Les Echos : Pourquoi des journées Culturelles Dogon ?

Mamadou Togo :
Nos manifestations ne sont pas à confondre avec les festivals qui foisonnent ces temps-ci. Notre organisation, l’Association malienne pour la protection et la promotion de la culture Dogon Ginna-dogon, ouverte à tout citoyen malien et du reste du monde, se veut une organisation dynamique, soucieuse de conserver en l’état la culture héritée des aïeux.
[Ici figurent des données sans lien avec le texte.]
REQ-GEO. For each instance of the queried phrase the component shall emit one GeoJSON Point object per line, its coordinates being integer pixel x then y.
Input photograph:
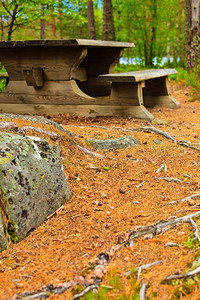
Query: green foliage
{"type": "Point", "coordinates": [116, 287]}
{"type": "Point", "coordinates": [2, 84]}
{"type": "Point", "coordinates": [150, 26]}
{"type": "Point", "coordinates": [191, 242]}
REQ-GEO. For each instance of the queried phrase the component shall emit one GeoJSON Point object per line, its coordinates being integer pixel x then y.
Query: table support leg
{"type": "Point", "coordinates": [129, 96]}
{"type": "Point", "coordinates": [157, 92]}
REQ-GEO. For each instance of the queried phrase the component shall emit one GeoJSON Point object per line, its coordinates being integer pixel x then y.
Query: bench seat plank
{"type": "Point", "coordinates": [137, 76]}
{"type": "Point", "coordinates": [127, 87]}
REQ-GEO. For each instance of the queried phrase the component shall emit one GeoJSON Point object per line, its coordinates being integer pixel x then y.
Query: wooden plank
{"type": "Point", "coordinates": [57, 43]}
{"type": "Point", "coordinates": [164, 101]}
{"type": "Point", "coordinates": [4, 75]}
{"type": "Point", "coordinates": [157, 92]}
{"type": "Point", "coordinates": [138, 112]}
{"type": "Point", "coordinates": [127, 92]}
{"type": "Point", "coordinates": [136, 76]}
{"type": "Point", "coordinates": [34, 77]}
{"type": "Point", "coordinates": [57, 63]}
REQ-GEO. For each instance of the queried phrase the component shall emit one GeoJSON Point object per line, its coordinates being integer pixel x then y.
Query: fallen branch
{"type": "Point", "coordinates": [163, 168]}
{"type": "Point", "coordinates": [196, 230]}
{"type": "Point", "coordinates": [143, 291]}
{"type": "Point", "coordinates": [52, 135]}
{"type": "Point", "coordinates": [89, 288]}
{"type": "Point", "coordinates": [182, 276]}
{"type": "Point", "coordinates": [143, 267]}
{"type": "Point", "coordinates": [157, 228]}
{"type": "Point", "coordinates": [88, 152]}
{"type": "Point", "coordinates": [146, 266]}
{"type": "Point", "coordinates": [170, 179]}
{"type": "Point", "coordinates": [185, 144]}
{"type": "Point", "coordinates": [185, 199]}
{"type": "Point", "coordinates": [157, 131]}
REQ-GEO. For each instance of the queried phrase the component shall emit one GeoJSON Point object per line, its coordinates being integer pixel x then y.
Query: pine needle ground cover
{"type": "Point", "coordinates": [114, 195]}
Les journées culturelles sont donc organisées pour que les Dogons se ressourcent, que ceux parmi eux qui sont nés loin du terroir, sachent ce que c’est que la culture dogon, et que ceux du terroir la conservent mieux et que tout le monde l’admire dans son authenticité. Nous ne voulons pas que cette culture malienne soit dénaturée à force de subir des agressions. Il faut donc l’étaler de temps à autre pour s’en assurer. Par exemple, le port de chaussures, de T-shirts, de lunettes et autres pour danser sort du cadre authentique de la culture. Voilà des choses que nous fustigeons. Notre identité culturelle nous est très chère.
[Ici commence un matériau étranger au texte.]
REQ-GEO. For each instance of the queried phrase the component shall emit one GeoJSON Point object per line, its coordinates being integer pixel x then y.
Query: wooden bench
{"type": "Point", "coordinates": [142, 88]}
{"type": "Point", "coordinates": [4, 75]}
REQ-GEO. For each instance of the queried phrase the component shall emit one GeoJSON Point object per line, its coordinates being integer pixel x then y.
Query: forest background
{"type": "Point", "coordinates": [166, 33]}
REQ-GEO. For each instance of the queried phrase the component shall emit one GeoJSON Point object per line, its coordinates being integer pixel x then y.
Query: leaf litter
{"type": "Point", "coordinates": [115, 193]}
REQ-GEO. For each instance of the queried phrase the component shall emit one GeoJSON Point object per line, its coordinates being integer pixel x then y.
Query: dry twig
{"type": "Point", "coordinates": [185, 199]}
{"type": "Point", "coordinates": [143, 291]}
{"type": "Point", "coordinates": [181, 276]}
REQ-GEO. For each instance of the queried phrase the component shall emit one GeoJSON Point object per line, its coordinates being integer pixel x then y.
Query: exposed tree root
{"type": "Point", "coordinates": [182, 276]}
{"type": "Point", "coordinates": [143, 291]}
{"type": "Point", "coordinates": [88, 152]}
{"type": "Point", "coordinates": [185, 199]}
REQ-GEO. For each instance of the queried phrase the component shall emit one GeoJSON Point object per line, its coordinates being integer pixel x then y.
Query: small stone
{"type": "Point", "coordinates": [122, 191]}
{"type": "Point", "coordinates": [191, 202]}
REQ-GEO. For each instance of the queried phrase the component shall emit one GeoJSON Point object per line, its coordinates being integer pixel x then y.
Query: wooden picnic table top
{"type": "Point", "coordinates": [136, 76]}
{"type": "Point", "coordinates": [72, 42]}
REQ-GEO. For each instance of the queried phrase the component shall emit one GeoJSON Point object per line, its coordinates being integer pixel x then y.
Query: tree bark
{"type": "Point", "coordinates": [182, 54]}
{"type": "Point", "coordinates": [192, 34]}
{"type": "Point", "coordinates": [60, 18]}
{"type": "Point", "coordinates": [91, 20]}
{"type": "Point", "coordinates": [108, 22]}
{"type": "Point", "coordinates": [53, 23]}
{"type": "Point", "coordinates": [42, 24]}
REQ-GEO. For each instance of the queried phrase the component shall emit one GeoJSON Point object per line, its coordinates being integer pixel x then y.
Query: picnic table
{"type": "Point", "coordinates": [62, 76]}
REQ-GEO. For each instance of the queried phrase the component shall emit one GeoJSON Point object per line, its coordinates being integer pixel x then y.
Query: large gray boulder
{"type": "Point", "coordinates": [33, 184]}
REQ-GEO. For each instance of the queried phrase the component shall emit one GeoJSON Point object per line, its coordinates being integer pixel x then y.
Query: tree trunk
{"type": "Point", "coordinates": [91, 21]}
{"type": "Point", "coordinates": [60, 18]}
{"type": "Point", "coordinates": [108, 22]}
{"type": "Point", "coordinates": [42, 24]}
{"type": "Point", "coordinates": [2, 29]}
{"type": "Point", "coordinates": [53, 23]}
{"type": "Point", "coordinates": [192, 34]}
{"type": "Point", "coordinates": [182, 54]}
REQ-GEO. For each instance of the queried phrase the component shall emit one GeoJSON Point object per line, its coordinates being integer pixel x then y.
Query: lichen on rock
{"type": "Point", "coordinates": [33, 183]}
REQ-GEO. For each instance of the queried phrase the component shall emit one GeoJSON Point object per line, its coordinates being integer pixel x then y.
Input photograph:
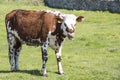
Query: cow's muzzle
{"type": "Point", "coordinates": [71, 36]}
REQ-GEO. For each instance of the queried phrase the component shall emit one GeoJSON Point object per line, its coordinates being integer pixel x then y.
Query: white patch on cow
{"type": "Point", "coordinates": [14, 32]}
{"type": "Point", "coordinates": [60, 68]}
{"type": "Point", "coordinates": [58, 54]}
{"type": "Point", "coordinates": [17, 58]}
{"type": "Point", "coordinates": [54, 12]}
{"type": "Point", "coordinates": [69, 22]}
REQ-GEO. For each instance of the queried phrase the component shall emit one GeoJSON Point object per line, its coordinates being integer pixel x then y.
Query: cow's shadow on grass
{"type": "Point", "coordinates": [32, 72]}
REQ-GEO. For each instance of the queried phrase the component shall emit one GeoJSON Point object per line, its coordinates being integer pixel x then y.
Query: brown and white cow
{"type": "Point", "coordinates": [38, 28]}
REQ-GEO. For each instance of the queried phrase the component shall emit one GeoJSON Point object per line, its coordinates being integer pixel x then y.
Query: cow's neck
{"type": "Point", "coordinates": [59, 32]}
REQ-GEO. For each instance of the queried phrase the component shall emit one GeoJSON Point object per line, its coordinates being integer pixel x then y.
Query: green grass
{"type": "Point", "coordinates": [94, 54]}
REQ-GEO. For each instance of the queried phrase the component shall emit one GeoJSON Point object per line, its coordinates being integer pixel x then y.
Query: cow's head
{"type": "Point", "coordinates": [69, 23]}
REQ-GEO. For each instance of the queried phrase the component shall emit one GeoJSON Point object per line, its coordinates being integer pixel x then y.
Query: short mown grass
{"type": "Point", "coordinates": [94, 54]}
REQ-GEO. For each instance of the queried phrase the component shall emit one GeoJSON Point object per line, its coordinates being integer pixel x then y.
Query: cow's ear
{"type": "Point", "coordinates": [59, 19]}
{"type": "Point", "coordinates": [80, 18]}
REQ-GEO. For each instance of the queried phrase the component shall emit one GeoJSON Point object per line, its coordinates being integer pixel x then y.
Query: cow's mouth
{"type": "Point", "coordinates": [70, 37]}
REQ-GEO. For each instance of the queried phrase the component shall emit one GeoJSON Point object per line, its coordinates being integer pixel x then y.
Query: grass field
{"type": "Point", "coordinates": [94, 54]}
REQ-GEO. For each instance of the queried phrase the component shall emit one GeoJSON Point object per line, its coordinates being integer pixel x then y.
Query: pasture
{"type": "Point", "coordinates": [94, 54]}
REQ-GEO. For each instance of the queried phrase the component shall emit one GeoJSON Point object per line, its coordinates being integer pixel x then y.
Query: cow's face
{"type": "Point", "coordinates": [68, 25]}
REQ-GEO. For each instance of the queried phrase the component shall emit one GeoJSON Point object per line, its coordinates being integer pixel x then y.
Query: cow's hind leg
{"type": "Point", "coordinates": [44, 58]}
{"type": "Point", "coordinates": [58, 56]}
{"type": "Point", "coordinates": [14, 49]}
{"type": "Point", "coordinates": [11, 43]}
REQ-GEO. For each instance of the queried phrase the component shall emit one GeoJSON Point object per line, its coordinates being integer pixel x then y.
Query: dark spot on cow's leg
{"type": "Point", "coordinates": [11, 59]}
{"type": "Point", "coordinates": [11, 41]}
{"type": "Point", "coordinates": [58, 56]}
{"type": "Point", "coordinates": [44, 59]}
{"type": "Point", "coordinates": [18, 47]}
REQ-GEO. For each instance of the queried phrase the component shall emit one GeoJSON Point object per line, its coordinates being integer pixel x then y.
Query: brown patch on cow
{"type": "Point", "coordinates": [32, 24]}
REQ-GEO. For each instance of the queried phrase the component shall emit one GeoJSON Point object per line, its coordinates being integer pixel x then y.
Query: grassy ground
{"type": "Point", "coordinates": [94, 54]}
Les Echos : Douentza a vibré du 20 au 24 février au rythme des journées Culturelles Ginna-dogon 2e édition. Pouvez-vous nous faire le bilan de la manifestation ?

M.T :
Les Dogons y ont répondu massivement et qualitativement. Les cercles dogon de Bandiagara, Bankass, Douentza, Koro et Mopti étaient au rendez-vous. Nous avons enregistré la présence de nos antennes des autres cercles du Mali et de l’extérieur à savoir la Côte d’Ivoire, le Burkina Faso, le Gabon, l’Arabie Saoudite, la Guinée équatoriale. Nos frères du mandé ont envoyé une délégation qui a fait une ouverture sur nos liens de parenté.
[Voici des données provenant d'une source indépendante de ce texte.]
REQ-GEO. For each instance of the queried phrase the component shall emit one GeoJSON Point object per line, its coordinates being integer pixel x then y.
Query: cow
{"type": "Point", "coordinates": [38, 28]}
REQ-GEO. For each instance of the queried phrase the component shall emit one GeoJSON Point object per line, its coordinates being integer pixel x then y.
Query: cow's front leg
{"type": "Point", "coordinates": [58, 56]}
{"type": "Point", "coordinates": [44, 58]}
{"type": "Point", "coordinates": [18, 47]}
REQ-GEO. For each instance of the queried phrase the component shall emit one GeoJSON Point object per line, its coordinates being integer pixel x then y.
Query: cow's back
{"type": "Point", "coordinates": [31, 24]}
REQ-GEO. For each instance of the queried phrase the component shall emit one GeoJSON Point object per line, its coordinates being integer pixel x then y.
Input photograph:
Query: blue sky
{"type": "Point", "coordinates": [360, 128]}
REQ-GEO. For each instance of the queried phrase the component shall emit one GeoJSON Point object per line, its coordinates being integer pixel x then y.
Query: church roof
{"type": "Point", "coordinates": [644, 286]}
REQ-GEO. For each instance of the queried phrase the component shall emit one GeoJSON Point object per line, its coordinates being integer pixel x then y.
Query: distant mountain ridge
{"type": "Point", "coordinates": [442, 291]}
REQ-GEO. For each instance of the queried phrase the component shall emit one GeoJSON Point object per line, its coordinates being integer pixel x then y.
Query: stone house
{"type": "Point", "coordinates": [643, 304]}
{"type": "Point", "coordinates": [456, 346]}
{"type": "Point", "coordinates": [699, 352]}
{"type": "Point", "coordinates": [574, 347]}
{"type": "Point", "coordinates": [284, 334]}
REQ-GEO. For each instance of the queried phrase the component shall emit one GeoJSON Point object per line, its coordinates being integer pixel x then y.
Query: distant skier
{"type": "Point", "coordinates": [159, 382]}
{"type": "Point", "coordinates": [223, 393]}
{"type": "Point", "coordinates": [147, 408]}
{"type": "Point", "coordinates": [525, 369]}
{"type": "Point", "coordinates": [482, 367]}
Le thème des journées « danses et mythes » a tenu en haleine le public et les officiels qui se sont régalés des pas de danses jusqu’ici inconnus de certains et de démonstrations mythiques de la part de nos chasseurs et autres hommes de sciences. Sur le plan hébergement et restauration tout s’est bien passé tout comme sur le plan logistique. Je rappelle que les meilleures prestations ont été primées et les trophées sont allés respectivement aux cercles de Bankass, de Koro et de Bandiagara. Je suis sûr que les cercles de Douentza et de Mopti prendront certainement leur revanche lors de la 3e édition. En somme, le bilan est positif, le succès enregistré à Douentza est supérieur à celui de Bankass qui, pour un coup d’essai, a été un coup de maître.


Les Echos : Quelle a été la particularité de cette deuxième édition ?

M.T. :
Cette deuxième édition a vu l’érection d’un Toguna. En milieu dogon, le Toguna est antérieur au Hogon qui est le chef spirituel doté de pouvoirs mystiques et occultes immenses, il est l’une des institutions du Hogon et ses fonctions ou missions sont nombreuses. Je dirais entre autres que c’est le lieu de repos des anciens. Il est leur parlement, leur palais de justice, leur centre de santé et commerce. C’est aussi une école, un centre d’apprentissage des métiers, un centre d’information et de renseignement etc. C’est dire que le Toguna est multifonctionnel. Une autre particularité a été la participation de nos cousins Songoi de Hombori et l’esprit de compétition saine que nous avons su instaurer afin de pouvoir sélectionner les meilleures danses.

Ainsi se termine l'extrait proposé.